Through his more than a decade of leadership beginning in 2006, Rev. Dr. Barber has embodied the spirit of fusion politics by working with a powerful coalition of moral activists to build the Forward Together Moral Movement. “Moral Mondays,” which started with a few dozen people gathered at the state Capitol to confront political extremism, have now grown to tens of thousands of citizens working for justice; more than 80,000 people attended the Moral March on Raleigh earlier this year. In 2016, this state-focused fusion coalition won powerful victories over extremism in the state including the defeat of Governor Pat McCrory; a shift in the ideology of the North Carolina Supreme Court; and a federal court victory that struck down a voter ID law designed with the sole intent to suppress black and poor voters. 

“Rev. Dr. Barber has been considered a prophetic voice across this nation. It appears that he is now a force that the Biblical tradition calls an Apostolic voice, when an individual is sent on a particular mission,” said the Rev. Dr. James Forbes Jr., pastor emeritus of the historic Riverside Church in New York City.

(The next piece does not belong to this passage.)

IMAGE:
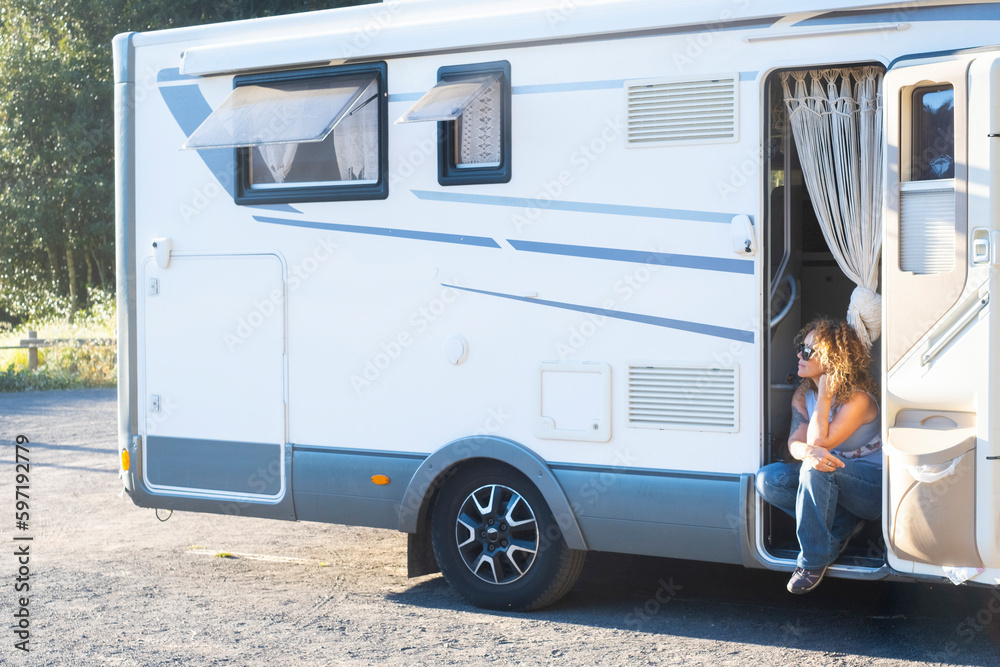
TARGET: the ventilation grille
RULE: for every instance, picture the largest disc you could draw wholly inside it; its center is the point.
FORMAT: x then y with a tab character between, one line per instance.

Rev. Barber will focus attention on The New Poor People’s Campaign co-led by the Kairos Center at Union Theological Seminary, where he is a distinguished professor of public theology. Throughout 2017 and early 2018 he will lead training and organize alongside moral leaders, including poor black, brown and white communities.  In early 2018, moral activists will lead 40 days of simultaneous direct action and civil disobedience in state capitols, Washington D.C. and the U.S. Congress.

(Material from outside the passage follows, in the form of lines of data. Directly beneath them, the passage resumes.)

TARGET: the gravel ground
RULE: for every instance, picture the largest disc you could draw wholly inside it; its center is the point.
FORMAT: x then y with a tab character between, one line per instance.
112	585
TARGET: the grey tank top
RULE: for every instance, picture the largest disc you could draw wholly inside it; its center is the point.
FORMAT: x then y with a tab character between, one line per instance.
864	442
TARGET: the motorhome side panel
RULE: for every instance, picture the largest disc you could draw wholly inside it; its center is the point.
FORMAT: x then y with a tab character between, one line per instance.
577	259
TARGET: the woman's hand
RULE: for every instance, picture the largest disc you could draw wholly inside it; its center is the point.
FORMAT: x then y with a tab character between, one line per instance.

“Fifty years ago, Dr. Martin Luther King called for a radical ‘revolution of values’ inviting a divided nation to stand against the evils of militarism, racism, and economic injustice. In the spirit of the Poor People’s Campaign of 1967/68, we are calling for a national moral revival and for fusion coalitions in every state to come together and advance a moral agenda,” said the Rev. Dr. Barber. “There is a need for moral analysis, articulation of a moral agenda, and moral activism that fuses the critique of systemic racism, poverty, the war economy, and national morality in a way that enables organizing among black, brown, and white people, especially in regions where great efforts have been made to keep them from forming alliances and standing together to change the political and social calculus ,” he said.

Some history


The Poor People's Campaign shantytown was built on the Mall - it was called Resurrection City - designed by a team headed by John Wiebenson, architect and longtime cartoonist for the Progressive Review

IRIS KRASNOW, MUSEUM & ARTS, 1991 - In 1967, when the Bay Area rocked with protests, Wiebenson was recruited by John Hill, the founding dean of the University of Maryland architecture school, to become one of its first faculty members. He got more action than he could have ever imagined. As his first major project in town, Wiebenson headed up a team of architects as the master designer and planner of Martin Luther King, Jr.'s Resurrection City. It was the last stop of King's Poor People's Campaign, just weeks after his assassination.

King had a plan that he hoped would force the federal government to take notice of the nation's poverty. He brought poor people from across America to Washington to set up temporary housing on the Mall, smack in Congress' backyard. For Wiebenson, working with the carpenters, plumbers, and electricians on the construction of plywood tents for some 2,800 inhabitants was a logistical nightmare. But, as he says, "I loved the turmoil of putting a city on the Mall and doing it for a higher purpose." Former students at the University of Maryland say Wiebenson's role at Resurrection City and his commitment to social architecture greatly enlarged their view of the profession. They remember that this laid-back "even slightly ratty looking" character who drove around campus in an old Volkswagen and wore tiny John Lennon glasses taught them to be motivated by the integrity of a project, not the size of commissions. It was during the height of political ferment in Washington.